We found this useful way of splitting up the stochastic gradients into weight independent and weight dependent pieces in (Wu et al. 2020).

The reason there is any noise at all in this process is due to the random selection and shuffling of minibatches. This process induces a noise distribution on the space of weights. We want to understand kind of noise that is.

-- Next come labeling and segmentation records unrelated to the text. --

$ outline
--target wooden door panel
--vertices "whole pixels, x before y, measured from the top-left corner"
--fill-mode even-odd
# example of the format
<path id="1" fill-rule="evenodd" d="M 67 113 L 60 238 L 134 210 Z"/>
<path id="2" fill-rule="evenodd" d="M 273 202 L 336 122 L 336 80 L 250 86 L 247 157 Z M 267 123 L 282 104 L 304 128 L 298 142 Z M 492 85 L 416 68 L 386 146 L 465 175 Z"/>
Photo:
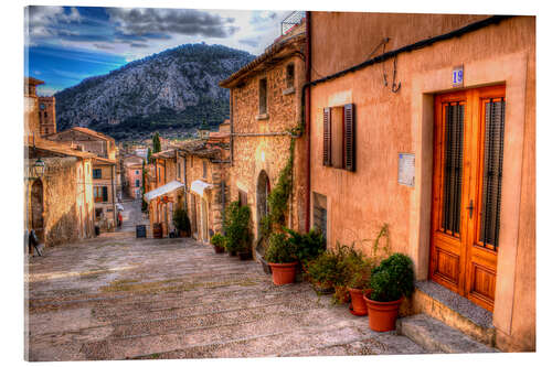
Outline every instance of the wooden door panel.
<path id="1" fill-rule="evenodd" d="M 493 309 L 497 277 L 505 106 L 505 86 L 435 97 L 429 277 L 489 311 Z M 459 119 L 450 119 L 450 114 L 460 109 L 463 127 Z M 458 145 L 461 152 L 455 150 Z M 450 156 L 460 161 L 452 163 Z M 450 180 L 452 170 L 461 170 L 461 174 Z M 461 182 L 459 198 L 457 181 Z"/>

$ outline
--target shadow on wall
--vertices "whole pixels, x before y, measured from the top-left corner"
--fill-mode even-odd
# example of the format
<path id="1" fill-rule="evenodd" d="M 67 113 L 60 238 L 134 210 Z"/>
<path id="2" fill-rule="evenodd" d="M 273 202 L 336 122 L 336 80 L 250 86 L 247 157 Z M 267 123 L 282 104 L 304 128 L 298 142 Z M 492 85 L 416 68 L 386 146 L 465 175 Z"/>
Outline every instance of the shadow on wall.
<path id="1" fill-rule="evenodd" d="M 53 225 L 46 225 L 45 244 L 56 246 L 78 239 L 79 226 L 76 205 L 64 213 Z"/>

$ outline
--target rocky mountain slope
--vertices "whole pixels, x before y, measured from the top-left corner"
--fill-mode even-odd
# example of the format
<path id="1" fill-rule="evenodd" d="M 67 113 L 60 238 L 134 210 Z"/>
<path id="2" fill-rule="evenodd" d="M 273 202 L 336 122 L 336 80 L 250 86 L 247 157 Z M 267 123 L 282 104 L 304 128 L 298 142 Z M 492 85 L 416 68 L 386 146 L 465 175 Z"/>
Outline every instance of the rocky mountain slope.
<path id="1" fill-rule="evenodd" d="M 94 76 L 57 94 L 57 130 L 88 127 L 129 140 L 177 136 L 229 116 L 219 82 L 254 58 L 221 45 L 185 44 Z"/>

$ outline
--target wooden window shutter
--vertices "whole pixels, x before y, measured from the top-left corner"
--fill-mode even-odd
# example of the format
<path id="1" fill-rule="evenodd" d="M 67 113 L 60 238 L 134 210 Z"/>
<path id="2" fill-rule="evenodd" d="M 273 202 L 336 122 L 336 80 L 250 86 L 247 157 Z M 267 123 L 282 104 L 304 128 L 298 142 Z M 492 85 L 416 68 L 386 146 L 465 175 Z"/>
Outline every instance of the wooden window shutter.
<path id="1" fill-rule="evenodd" d="M 354 105 L 344 105 L 344 169 L 354 171 Z"/>
<path id="2" fill-rule="evenodd" d="M 331 165 L 331 112 L 330 108 L 323 109 L 323 165 Z"/>

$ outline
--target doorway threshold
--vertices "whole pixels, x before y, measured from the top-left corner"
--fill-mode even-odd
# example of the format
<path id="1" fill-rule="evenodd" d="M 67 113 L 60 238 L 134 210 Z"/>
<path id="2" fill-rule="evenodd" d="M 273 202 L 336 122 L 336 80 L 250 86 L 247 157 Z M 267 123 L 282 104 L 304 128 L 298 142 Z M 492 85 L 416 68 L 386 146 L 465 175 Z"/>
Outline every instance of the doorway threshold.
<path id="1" fill-rule="evenodd" d="M 431 280 L 418 281 L 415 285 L 422 292 L 439 301 L 453 311 L 456 311 L 464 317 L 469 319 L 476 325 L 481 327 L 492 327 L 492 313 L 481 306 L 478 306 L 467 298 L 461 296 L 458 293 L 455 293 Z"/>
<path id="2" fill-rule="evenodd" d="M 415 282 L 414 313 L 425 313 L 464 334 L 495 346 L 492 313 L 431 280 Z"/>

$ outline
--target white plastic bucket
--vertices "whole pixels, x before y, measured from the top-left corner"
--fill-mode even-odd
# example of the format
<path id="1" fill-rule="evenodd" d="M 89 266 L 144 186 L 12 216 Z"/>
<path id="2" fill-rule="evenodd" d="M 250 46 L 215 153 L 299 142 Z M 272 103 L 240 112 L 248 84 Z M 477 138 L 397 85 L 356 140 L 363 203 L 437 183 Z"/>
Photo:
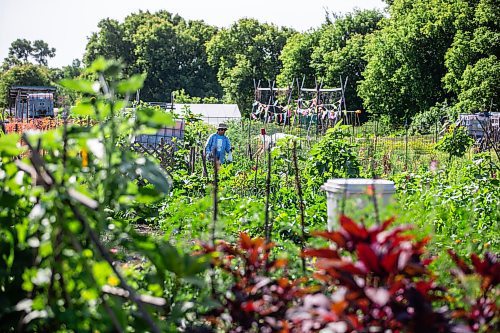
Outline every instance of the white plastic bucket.
<path id="1" fill-rule="evenodd" d="M 377 204 L 385 207 L 396 192 L 394 182 L 385 179 L 336 178 L 329 179 L 321 189 L 326 192 L 326 207 L 328 213 L 328 230 L 338 227 L 340 205 L 342 200 L 362 198 L 368 200 L 368 187 L 372 186 Z M 345 198 L 344 198 L 345 196 Z"/>

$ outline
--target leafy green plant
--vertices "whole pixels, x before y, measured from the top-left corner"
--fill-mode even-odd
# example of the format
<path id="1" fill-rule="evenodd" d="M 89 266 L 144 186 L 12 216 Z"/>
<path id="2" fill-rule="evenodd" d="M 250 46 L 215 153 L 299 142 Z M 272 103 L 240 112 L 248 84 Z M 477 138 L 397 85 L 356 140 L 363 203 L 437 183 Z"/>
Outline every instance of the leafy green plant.
<path id="1" fill-rule="evenodd" d="M 448 153 L 451 159 L 452 156 L 464 156 L 473 143 L 474 139 L 469 136 L 465 127 L 452 125 L 436 144 L 436 149 Z"/>
<path id="2" fill-rule="evenodd" d="M 171 124 L 171 115 L 148 107 L 126 115 L 143 75 L 123 79 L 120 64 L 104 59 L 88 71 L 93 80 L 61 85 L 82 94 L 70 112 L 95 126 L 25 134 L 22 159 L 19 136 L 1 138 L 2 331 L 168 330 L 184 314 L 175 310 L 182 302 L 166 302 L 164 281 L 190 285 L 208 267 L 205 257 L 139 234 L 135 217 L 127 219 L 129 211 L 143 216 L 171 187 L 155 161 L 126 143 Z M 134 272 L 122 253 L 143 259 L 147 273 Z"/>

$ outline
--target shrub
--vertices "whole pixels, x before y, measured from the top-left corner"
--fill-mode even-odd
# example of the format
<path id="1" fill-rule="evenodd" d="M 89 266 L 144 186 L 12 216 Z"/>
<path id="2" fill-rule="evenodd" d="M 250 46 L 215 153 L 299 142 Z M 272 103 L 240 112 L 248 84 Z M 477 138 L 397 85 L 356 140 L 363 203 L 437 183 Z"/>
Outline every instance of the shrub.
<path id="1" fill-rule="evenodd" d="M 452 125 L 436 144 L 436 149 L 448 153 L 450 158 L 462 157 L 473 143 L 474 139 L 469 136 L 465 127 Z"/>

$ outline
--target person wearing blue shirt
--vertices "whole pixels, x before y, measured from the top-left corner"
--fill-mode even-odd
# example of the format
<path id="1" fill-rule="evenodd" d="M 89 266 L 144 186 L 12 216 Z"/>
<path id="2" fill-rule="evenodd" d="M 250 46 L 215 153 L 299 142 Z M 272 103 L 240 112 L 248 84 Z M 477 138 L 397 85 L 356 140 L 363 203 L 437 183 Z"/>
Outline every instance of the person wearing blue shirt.
<path id="1" fill-rule="evenodd" d="M 209 160 L 215 157 L 221 164 L 232 162 L 231 158 L 226 159 L 226 153 L 230 154 L 231 152 L 231 142 L 226 136 L 226 130 L 227 125 L 220 123 L 217 127 L 217 133 L 210 135 L 208 138 L 205 145 L 205 154 Z"/>

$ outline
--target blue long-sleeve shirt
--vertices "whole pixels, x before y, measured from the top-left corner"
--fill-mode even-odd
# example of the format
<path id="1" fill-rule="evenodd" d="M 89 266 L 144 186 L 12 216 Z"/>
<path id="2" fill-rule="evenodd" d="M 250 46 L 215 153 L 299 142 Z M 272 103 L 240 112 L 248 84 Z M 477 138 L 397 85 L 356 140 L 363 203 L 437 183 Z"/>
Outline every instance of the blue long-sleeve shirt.
<path id="1" fill-rule="evenodd" d="M 209 154 L 213 154 L 214 150 L 217 160 L 220 163 L 224 163 L 226 161 L 226 153 L 231 151 L 231 142 L 228 137 L 217 133 L 210 135 L 205 145 L 205 153 L 208 156 Z"/>

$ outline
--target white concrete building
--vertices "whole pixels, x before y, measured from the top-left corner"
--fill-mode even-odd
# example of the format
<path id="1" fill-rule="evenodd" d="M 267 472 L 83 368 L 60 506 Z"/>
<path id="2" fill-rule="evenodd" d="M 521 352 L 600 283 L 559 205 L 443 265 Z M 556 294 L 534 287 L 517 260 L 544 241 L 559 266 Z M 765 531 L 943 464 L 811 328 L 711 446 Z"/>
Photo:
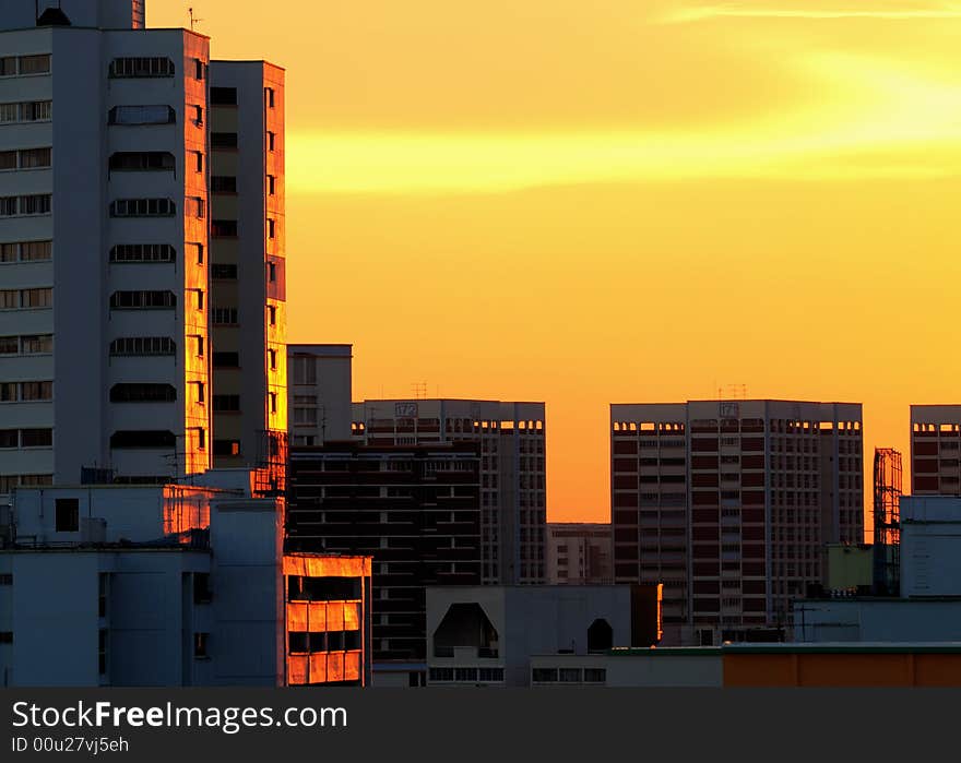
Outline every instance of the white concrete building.
<path id="1" fill-rule="evenodd" d="M 354 403 L 354 437 L 361 442 L 479 446 L 485 584 L 546 580 L 545 429 L 544 403 L 447 398 Z"/>
<path id="2" fill-rule="evenodd" d="M 0 5 L 0 491 L 202 472 L 209 40 L 48 5 Z"/>
<path id="3" fill-rule="evenodd" d="M 284 553 L 283 510 L 244 489 L 15 490 L 2 685 L 368 683 L 370 558 Z"/>
<path id="4" fill-rule="evenodd" d="M 290 445 L 349 440 L 353 345 L 287 345 Z"/>
<path id="5" fill-rule="evenodd" d="M 216 467 L 286 460 L 284 70 L 212 61 L 211 344 Z"/>
<path id="6" fill-rule="evenodd" d="M 629 585 L 428 587 L 428 684 L 524 687 L 533 655 L 631 646 L 639 593 Z"/>

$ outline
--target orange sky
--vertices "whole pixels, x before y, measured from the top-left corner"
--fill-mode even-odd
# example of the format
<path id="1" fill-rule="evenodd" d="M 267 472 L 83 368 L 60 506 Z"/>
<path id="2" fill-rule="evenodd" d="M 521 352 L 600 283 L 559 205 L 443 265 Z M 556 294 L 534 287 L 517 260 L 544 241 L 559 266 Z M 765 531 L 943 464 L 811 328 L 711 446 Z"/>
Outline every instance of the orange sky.
<path id="1" fill-rule="evenodd" d="M 193 7 L 287 69 L 290 341 L 546 401 L 549 520 L 608 517 L 610 402 L 859 401 L 868 454 L 961 402 L 961 4 Z"/>

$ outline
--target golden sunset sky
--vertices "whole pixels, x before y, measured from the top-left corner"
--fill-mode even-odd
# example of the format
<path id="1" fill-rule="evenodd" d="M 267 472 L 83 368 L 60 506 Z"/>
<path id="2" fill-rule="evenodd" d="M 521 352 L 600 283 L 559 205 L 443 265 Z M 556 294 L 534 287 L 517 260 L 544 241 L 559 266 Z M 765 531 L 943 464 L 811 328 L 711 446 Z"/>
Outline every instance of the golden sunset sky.
<path id="1" fill-rule="evenodd" d="M 961 2 L 192 4 L 287 70 L 289 339 L 545 401 L 548 520 L 608 518 L 612 402 L 863 402 L 868 510 L 961 402 Z"/>

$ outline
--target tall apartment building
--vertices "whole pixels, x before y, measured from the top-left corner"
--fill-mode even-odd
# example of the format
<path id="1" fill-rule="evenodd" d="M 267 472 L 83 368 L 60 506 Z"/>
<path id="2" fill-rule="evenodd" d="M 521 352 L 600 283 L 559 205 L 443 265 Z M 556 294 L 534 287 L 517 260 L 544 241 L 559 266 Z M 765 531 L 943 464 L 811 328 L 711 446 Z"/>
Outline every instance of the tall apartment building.
<path id="1" fill-rule="evenodd" d="M 664 584 L 664 643 L 773 636 L 862 543 L 861 404 L 610 406 L 614 572 Z"/>
<path id="2" fill-rule="evenodd" d="M 209 40 L 50 4 L 0 4 L 0 491 L 203 472 Z"/>
<path id="3" fill-rule="evenodd" d="M 212 61 L 211 344 L 213 460 L 286 460 L 284 70 Z M 278 486 L 280 487 L 280 486 Z"/>
<path id="4" fill-rule="evenodd" d="M 911 493 L 961 496 L 961 405 L 911 406 Z"/>
<path id="5" fill-rule="evenodd" d="M 353 429 L 371 445 L 478 443 L 482 582 L 544 583 L 544 403 L 369 400 L 354 404 Z"/>
<path id="6" fill-rule="evenodd" d="M 547 525 L 547 581 L 551 585 L 614 582 L 610 525 L 551 522 Z"/>
<path id="7" fill-rule="evenodd" d="M 290 444 L 351 439 L 353 345 L 287 345 Z"/>
<path id="8" fill-rule="evenodd" d="M 427 586 L 480 583 L 479 461 L 477 443 L 290 451 L 288 547 L 373 558 L 376 672 L 423 684 Z"/>

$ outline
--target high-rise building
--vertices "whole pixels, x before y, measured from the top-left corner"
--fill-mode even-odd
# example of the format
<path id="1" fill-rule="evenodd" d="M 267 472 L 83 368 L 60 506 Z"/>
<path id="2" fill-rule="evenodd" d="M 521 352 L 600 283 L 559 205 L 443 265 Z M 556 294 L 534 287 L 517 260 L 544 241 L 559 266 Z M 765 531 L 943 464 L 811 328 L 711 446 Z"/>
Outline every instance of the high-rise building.
<path id="1" fill-rule="evenodd" d="M 664 643 L 774 639 L 862 543 L 861 404 L 610 406 L 615 581 L 664 584 Z"/>
<path id="2" fill-rule="evenodd" d="M 551 522 L 547 525 L 547 581 L 551 585 L 614 582 L 610 525 Z"/>
<path id="3" fill-rule="evenodd" d="M 351 439 L 353 345 L 287 345 L 290 445 Z"/>
<path id="4" fill-rule="evenodd" d="M 284 70 L 212 61 L 210 105 L 214 465 L 266 467 L 280 480 L 287 432 Z"/>
<path id="5" fill-rule="evenodd" d="M 49 5 L 0 4 L 0 491 L 203 472 L 209 40 Z"/>
<path id="6" fill-rule="evenodd" d="M 547 490 L 544 403 L 368 400 L 354 436 L 370 445 L 480 446 L 484 584 L 544 583 Z"/>
<path id="7" fill-rule="evenodd" d="M 911 492 L 961 496 L 961 405 L 911 406 Z"/>

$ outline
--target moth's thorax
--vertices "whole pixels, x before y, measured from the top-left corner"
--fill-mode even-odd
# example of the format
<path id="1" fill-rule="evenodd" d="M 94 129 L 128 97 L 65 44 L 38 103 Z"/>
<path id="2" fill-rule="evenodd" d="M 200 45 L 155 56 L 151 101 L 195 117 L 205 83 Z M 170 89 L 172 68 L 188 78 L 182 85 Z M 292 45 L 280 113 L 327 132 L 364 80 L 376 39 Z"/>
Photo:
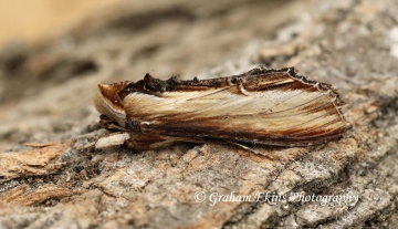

So before deriving the dynamical equation for \(P_t(w)\), let us write down an expression for the moment generating function of \(\rho^{\alpha},\) and then see how this translates into a generating function for stochastic gradient noise.

The subtlety here lies in the fact that \[ I^n_{\alpha} =I_{\alpha},\,\,n>0 \] which in turn means that \[ \rho^{n}_{\alpha} =\frac{1}{b^n}I^n_{\alpha} = \frac{1}{b^{n-1}}\left(\frac{1}{b}I_{\alpha}\right)= \frac{1}{b^{n-1}}\rho_{\alpha},\,\,n>0. \]

So the following relations hold: \[ \langle \rho^m_{\alpha}\rangle = \frac{1}{b^{m-1}}\langle\rho_{\alpha} \rangle. \]

\[ \langle\rho^{m}_{\alpha_1}\rho_{\alpha_2}\cdots \rho_{\alpha_k} \rangle = \frac{1}{b^{m-1}}\langle\rho_{\alpha_1}\rho_{\alpha_2}\cdots\rho_{\alpha_k} \rangle \]

where \(\alpha_i\) are all distinct.

Now, the most general correlation function can be written as \[ \langle \rho^{m_1}_{\alpha_1}\rho^{m_2}_{\alpha_2}\cdots \rho^{m_k}_{\alpha_k}\rangle =\frac{1}{b^{(\sum^k_{j=1}m_k)-k}}\langle \rho_{\alpha_1}\rho_{\alpha_2}\cdots \rho_{\alpha_k}\rangle \] where all \(\alpha_i\) are distinct.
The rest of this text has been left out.